Q : ご自身が携わられてきた国内外のプロジェクトで、若手クリエイターをたびたび起用されていますね。

A : よく「どうしてこの人をそんな前から知っていたんですか?」とか「まだ無名の新人をどうやって発掘しているんですか?」と聞かれます。私は、常にキュレーション的な視点で人を見ています。つまり、社会やデザインの歴史、動向をふまえて「これからはこういう分野にこういう人が出てくるだろう」という仮説を立て、そのフィールドに入って来るのが誰かと見張っていると、引っ掛かってくることがあるんです。たまたま投網を投げて掛かってくるという確率は低い。これからのものづくりがどうなるかとか、ある程度自分の中でマトリクスを整理していて、ここにこんな人がいるだろうという意識で世界を見ているのです。

とくに34年間連続で欠かさず足を運んでいる「ミラノサローネ国際家具見本市」[写真1]では、世界のトップデザイナーだけでなく、その周辺にいる人たちも自分なりにマークし、次に誰が来るか、どんな人がいるかをリサーチし続けています。あとはプロジェクトで協働するデザイナーや建築家のスタッフたちをよく見ていますね。一緒に仕事をすると、その人がどこにフォーカスしているか、何をテーマにしているかは、大体分かりますよね。15分くらい話すだけでも、その人の興味や、どこを追い求めているかが分かってくるので、もうちょっと話したいと思う人が出てくるんです。ある種の勘みたいなものです(笑)。

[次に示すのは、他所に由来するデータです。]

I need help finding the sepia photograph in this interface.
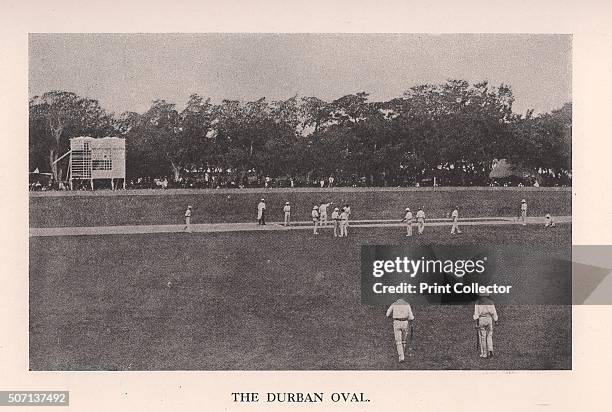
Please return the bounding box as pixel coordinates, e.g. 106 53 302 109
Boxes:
24 33 573 371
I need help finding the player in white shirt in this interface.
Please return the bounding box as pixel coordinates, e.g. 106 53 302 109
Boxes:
521 199 527 226
544 213 555 227
257 199 266 225
319 202 334 226
387 298 414 363
402 207 412 237
417 206 425 235
283 202 291 226
332 208 340 237
474 294 498 358
340 209 349 237
451 206 462 235
311 206 319 235
183 206 191 233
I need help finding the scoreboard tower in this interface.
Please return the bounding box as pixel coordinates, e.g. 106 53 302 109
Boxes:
69 137 125 190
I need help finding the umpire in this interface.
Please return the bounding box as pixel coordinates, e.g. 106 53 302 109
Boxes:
387 298 414 363
474 294 498 358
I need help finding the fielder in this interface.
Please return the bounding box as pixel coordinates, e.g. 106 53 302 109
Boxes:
402 207 412 237
312 206 319 235
183 206 191 233
257 199 266 225
387 298 414 363
319 202 334 226
332 208 340 237
521 199 527 226
417 206 425 235
474 294 498 358
283 202 291 226
451 206 462 235
340 208 349 237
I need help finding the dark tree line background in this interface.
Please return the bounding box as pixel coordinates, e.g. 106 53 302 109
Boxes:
29 80 572 186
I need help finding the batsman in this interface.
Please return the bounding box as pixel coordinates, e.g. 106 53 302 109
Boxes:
387 298 414 363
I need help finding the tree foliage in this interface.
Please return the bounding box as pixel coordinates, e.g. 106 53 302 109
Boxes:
30 80 572 185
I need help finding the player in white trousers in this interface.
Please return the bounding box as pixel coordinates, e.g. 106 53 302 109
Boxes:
451 206 461 235
387 298 414 363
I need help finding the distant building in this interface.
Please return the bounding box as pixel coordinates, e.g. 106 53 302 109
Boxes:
69 137 125 189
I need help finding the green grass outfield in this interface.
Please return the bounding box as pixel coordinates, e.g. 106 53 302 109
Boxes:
29 187 572 227
29 224 571 370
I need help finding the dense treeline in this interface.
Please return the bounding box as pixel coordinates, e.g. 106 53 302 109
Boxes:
29 80 572 186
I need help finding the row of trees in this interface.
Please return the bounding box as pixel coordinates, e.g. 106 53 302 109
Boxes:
30 80 571 185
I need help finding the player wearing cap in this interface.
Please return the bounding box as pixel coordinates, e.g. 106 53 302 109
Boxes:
387 298 414 363
521 199 527 226
332 207 340 237
257 199 266 225
283 202 291 226
474 294 498 358
417 206 425 235
183 206 191 233
311 206 319 235
451 206 461 235
319 202 334 226
402 207 412 237
340 208 350 237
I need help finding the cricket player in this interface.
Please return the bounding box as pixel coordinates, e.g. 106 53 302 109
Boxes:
474 294 498 358
402 207 412 237
417 206 425 235
332 207 340 237
257 199 266 225
387 298 414 363
312 206 319 235
340 209 349 237
451 206 461 235
319 202 334 226
183 206 191 233
283 202 291 226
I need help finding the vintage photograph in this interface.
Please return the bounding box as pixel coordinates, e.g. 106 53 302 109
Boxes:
24 33 572 371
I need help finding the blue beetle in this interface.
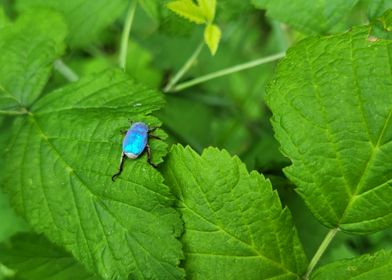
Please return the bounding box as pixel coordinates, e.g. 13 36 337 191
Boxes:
112 122 160 182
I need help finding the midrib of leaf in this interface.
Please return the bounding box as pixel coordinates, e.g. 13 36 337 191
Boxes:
173 164 299 277
339 109 392 224
305 33 392 228
339 42 392 224
305 43 352 220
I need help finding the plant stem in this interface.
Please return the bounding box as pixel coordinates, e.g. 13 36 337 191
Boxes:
170 52 286 92
163 41 204 92
53 59 79 82
119 0 137 71
303 228 339 280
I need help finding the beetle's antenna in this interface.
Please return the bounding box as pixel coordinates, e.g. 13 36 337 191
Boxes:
112 152 126 182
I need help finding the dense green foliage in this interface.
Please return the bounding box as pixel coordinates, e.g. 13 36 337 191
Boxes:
0 0 392 280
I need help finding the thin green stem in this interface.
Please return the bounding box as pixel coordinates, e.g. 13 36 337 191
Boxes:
170 52 286 92
303 228 339 280
163 41 204 92
119 0 137 71
53 59 79 82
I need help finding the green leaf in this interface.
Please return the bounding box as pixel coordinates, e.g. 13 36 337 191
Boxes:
204 24 222 55
0 11 66 111
368 0 392 20
197 0 216 23
267 26 392 233
16 0 127 47
252 0 358 34
163 146 306 279
1 71 183 279
0 233 101 280
138 0 161 22
0 8 10 29
311 250 392 280
166 0 206 24
0 190 28 243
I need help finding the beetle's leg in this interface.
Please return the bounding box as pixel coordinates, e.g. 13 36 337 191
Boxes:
148 135 162 140
146 144 157 168
148 126 159 133
112 152 126 182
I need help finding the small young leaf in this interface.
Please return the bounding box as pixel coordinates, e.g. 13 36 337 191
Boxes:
0 233 101 280
197 0 216 23
252 0 358 34
167 0 206 24
0 11 66 110
267 26 392 233
16 0 125 47
138 0 161 22
163 146 306 279
204 24 222 55
1 71 183 279
311 250 392 280
368 0 392 20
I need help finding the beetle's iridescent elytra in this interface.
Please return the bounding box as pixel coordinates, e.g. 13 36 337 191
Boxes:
112 122 159 182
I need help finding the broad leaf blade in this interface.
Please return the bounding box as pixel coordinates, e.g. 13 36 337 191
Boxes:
16 0 127 47
163 146 306 279
0 233 101 280
311 251 392 280
3 71 183 279
252 0 358 34
268 27 392 233
0 11 66 110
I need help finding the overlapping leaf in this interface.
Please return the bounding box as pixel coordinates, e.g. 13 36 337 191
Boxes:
0 11 66 111
252 0 358 34
16 0 127 47
0 233 101 280
163 146 306 279
0 8 183 279
311 251 392 280
0 71 182 279
268 27 392 233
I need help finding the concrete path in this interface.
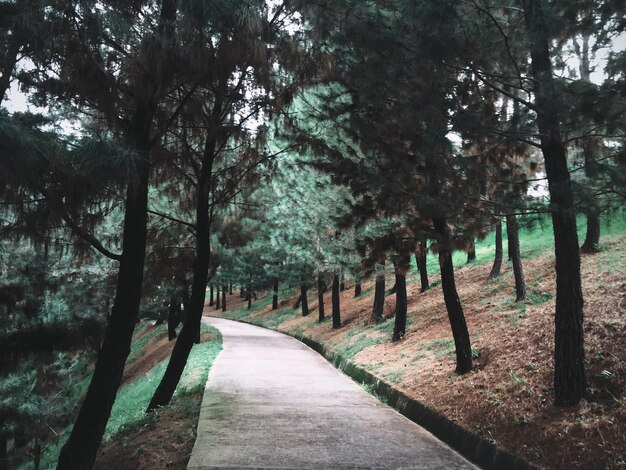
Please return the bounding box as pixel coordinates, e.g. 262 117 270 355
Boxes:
187 318 475 470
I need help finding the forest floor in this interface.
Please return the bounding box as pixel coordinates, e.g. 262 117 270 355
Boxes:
209 222 626 469
20 320 221 470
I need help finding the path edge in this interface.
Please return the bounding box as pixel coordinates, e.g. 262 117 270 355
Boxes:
215 317 536 470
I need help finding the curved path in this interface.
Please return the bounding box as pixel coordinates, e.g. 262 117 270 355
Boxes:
187 318 476 470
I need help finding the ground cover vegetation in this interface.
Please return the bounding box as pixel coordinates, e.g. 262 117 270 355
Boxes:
0 0 626 469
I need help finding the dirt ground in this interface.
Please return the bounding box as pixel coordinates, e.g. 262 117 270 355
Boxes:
219 238 626 469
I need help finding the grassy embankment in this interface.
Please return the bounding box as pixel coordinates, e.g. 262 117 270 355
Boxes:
213 217 626 468
21 321 222 470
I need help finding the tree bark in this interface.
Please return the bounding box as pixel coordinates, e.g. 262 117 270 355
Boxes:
146 81 218 412
506 214 526 302
300 279 309 317
433 218 472 374
372 274 385 323
332 274 341 329
317 273 325 322
272 279 278 310
167 295 180 341
467 238 476 263
489 219 502 279
57 119 152 470
415 237 430 292
391 267 407 341
522 0 587 406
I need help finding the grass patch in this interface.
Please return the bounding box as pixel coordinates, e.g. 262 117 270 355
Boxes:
28 324 222 470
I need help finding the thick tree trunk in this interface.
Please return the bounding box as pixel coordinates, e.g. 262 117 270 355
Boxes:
506 214 526 302
467 238 476 263
300 279 309 317
372 274 385 323
433 218 472 374
317 273 325 322
522 0 587 406
489 219 502 279
332 274 341 329
391 267 407 341
272 279 278 310
57 134 151 470
415 238 430 292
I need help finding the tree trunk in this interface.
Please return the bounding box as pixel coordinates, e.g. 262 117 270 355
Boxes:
489 219 502 279
300 279 309 317
317 273 324 322
167 295 180 341
272 279 278 310
522 0 587 406
293 291 302 310
391 266 407 341
415 237 430 292
146 84 218 412
57 129 152 470
506 214 526 302
332 274 341 329
467 238 476 263
372 274 385 323
433 218 472 374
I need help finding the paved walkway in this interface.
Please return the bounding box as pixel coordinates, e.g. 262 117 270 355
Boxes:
187 318 475 470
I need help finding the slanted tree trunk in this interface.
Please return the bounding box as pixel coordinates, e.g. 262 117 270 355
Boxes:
146 83 219 412
372 273 385 323
332 274 341 329
272 279 278 310
391 264 407 341
415 237 430 292
317 273 325 322
522 0 587 406
300 278 309 317
489 219 502 279
506 214 526 302
467 238 476 263
57 123 152 470
433 218 472 374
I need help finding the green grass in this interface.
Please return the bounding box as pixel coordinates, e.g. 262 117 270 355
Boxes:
26 324 222 470
411 213 626 282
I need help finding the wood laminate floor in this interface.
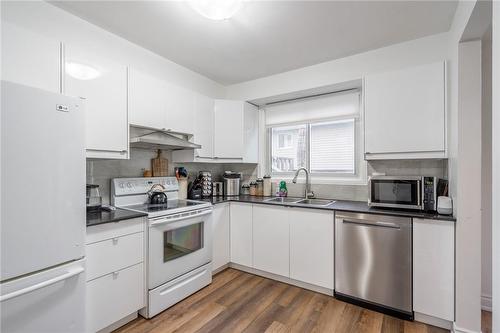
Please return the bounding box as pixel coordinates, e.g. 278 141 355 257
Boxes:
116 269 490 333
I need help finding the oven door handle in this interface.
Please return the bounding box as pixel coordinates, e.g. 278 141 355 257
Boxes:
150 208 212 226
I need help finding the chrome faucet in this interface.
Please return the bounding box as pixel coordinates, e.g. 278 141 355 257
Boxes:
292 168 314 199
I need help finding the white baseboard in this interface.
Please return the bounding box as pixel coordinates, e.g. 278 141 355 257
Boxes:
229 263 333 296
481 295 492 312
212 264 229 276
414 312 453 330
451 323 481 333
98 311 138 333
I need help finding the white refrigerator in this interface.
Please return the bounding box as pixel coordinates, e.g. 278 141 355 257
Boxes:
0 81 86 333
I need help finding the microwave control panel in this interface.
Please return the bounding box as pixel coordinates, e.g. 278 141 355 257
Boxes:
422 177 437 211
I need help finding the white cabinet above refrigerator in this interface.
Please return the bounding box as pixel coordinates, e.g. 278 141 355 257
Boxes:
364 62 446 160
63 44 129 159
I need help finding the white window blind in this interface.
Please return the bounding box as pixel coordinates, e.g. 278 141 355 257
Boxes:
265 91 362 178
310 119 355 173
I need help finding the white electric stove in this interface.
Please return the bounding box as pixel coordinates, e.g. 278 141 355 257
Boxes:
111 177 212 318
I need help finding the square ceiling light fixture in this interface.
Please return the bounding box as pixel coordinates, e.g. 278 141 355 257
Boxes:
188 0 243 21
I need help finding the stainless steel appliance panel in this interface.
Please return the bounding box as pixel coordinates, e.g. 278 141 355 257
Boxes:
335 213 412 313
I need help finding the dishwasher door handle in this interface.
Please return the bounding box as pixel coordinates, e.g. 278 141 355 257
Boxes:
342 219 401 229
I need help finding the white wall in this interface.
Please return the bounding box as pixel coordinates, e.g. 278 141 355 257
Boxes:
481 30 492 311
492 1 500 332
1 1 225 98
455 40 482 332
227 33 449 100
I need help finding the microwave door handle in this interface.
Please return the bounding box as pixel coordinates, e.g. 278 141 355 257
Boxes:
151 209 212 226
417 180 424 207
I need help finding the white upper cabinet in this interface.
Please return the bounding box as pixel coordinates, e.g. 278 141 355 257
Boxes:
214 99 244 159
413 219 455 321
129 68 167 129
63 44 129 159
129 68 195 134
364 62 446 159
253 205 290 277
172 96 259 163
290 208 334 289
194 94 214 158
214 99 259 163
164 83 195 134
2 22 61 93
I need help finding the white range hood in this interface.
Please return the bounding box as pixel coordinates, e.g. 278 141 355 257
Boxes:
130 125 201 150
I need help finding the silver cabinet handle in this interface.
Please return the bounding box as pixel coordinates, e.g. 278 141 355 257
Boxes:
0 267 84 302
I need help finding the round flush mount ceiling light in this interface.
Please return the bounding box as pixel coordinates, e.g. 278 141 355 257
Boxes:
188 0 243 21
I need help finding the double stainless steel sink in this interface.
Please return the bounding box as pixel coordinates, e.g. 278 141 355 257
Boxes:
264 197 335 207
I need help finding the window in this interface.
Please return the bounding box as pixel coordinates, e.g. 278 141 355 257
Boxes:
265 91 366 183
271 119 355 174
271 125 307 172
278 133 292 148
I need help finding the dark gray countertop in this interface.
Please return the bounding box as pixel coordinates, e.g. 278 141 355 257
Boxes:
87 208 147 227
205 195 456 221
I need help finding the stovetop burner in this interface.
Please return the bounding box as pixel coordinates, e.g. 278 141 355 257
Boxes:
127 200 211 213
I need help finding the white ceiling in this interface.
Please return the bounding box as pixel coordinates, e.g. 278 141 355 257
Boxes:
52 1 457 84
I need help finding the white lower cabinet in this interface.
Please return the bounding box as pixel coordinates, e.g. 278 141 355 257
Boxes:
413 218 455 321
253 205 290 277
87 263 144 332
230 202 253 267
212 203 231 271
86 218 146 332
289 208 334 289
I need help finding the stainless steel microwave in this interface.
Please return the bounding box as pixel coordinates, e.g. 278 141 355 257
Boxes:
368 176 438 211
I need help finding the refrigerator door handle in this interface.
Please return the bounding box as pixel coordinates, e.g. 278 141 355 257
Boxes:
0 267 85 302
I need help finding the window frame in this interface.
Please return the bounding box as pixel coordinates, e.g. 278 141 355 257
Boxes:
263 92 368 185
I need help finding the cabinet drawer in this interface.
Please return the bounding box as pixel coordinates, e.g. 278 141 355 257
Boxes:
86 232 144 281
87 263 145 332
86 217 144 244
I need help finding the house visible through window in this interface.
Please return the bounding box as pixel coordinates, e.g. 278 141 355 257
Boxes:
278 133 292 148
266 91 364 179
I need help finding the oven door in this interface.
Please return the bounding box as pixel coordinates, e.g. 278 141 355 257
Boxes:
148 208 212 289
368 176 422 209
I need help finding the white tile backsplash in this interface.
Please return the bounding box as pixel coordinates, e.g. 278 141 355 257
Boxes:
87 149 448 203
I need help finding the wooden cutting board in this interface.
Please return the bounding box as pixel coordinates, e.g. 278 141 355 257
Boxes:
151 149 168 177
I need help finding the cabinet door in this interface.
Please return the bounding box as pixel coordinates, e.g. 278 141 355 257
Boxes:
214 100 244 159
86 263 145 332
243 103 259 163
289 208 334 289
2 22 61 93
230 202 253 267
194 94 214 158
253 205 290 277
64 44 128 158
365 62 446 157
164 83 195 134
212 204 230 271
413 219 455 321
129 68 167 129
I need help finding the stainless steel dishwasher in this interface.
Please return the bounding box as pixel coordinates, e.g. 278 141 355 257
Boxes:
335 213 413 320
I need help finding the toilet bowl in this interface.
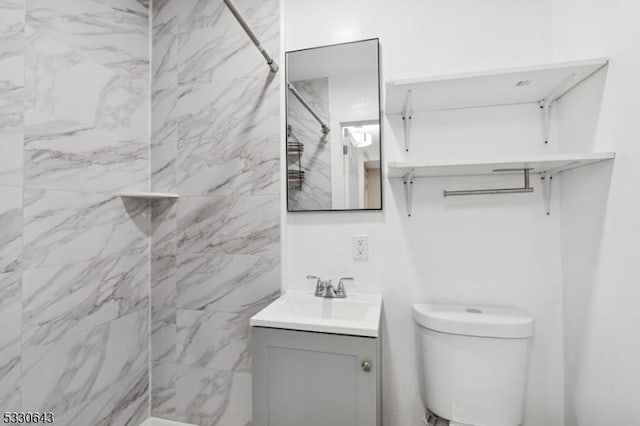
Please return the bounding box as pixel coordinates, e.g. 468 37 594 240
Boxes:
413 304 534 426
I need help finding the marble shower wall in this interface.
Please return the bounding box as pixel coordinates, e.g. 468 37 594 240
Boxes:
287 78 333 210
0 0 150 426
151 0 282 426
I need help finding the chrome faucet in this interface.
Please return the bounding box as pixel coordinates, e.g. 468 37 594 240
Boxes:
307 275 353 299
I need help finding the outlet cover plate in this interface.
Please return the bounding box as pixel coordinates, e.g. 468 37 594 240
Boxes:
353 235 369 260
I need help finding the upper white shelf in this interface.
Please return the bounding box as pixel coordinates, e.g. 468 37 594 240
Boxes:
388 152 615 178
120 192 180 200
385 58 608 114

また、1999年から、ジャパンデザインネット(JDN)というデザイン情報サイトで「注目のデザイナー」という連載[写真2]をもっています。20年もの間、毎月、目をつけた若手デザイナーを総勢250名近く紹介してきたので、若い人たちの方からも「作品を見てほしい」と近寄って来てくれるんです。たまには学生さんも来られるのですが、ちょっと作品を見せてもらうと私なりに分かるものがあるので、それを指摘すると大抵仲良くなっちゃう(笑)。そうしたら定期的に会いに来たり、情報を送ってくれたりする。そうやって若い世代のことを知ったり、リサーチしています。

Q : 以前から注目していたクリエイターを挙げていただけますか?

A : 最近だと、デザイン関係では、吉泉聡さん。東北大学工学部を卒業後、デザインオフィスのnendoや、ヤマハのデザイン研究所に勤め、2013年に「TAKT PROJECT」を設立して以来、既成概念を覆す実験的なプロジェクトを次々と展開し、今最も注目を集めるデザイナーです。プロジェクトの目的やプロジェクトが生み出される過程、可能性に軸足を置いているというスタイルが、非常にユニークだと思っています。

建築関係では、石上純也さん。彼が有名になる前の頃から知っていて、2005年のミラノサローネではクライアントを説得し、レクサスの展示「L-finesse the art of Lexus」[写真3]の会場構成に抜擢しました。これが成功したので、その後2008年にキヤノンが出展した「NEOREAL」にも起用しました。「ちょっと実験してみないと」が石上さんの口癖で、とにかく試行錯誤を貫くスタイルが魅力です。翌2009年と2010年の同キヤノン出展[写真4]の会場構成をお願いした平田晃久さんも、伊東豊雄さんの事務所にいた頃から知っています。新たな領域を開かなければならないという強い意志をもった建築家です。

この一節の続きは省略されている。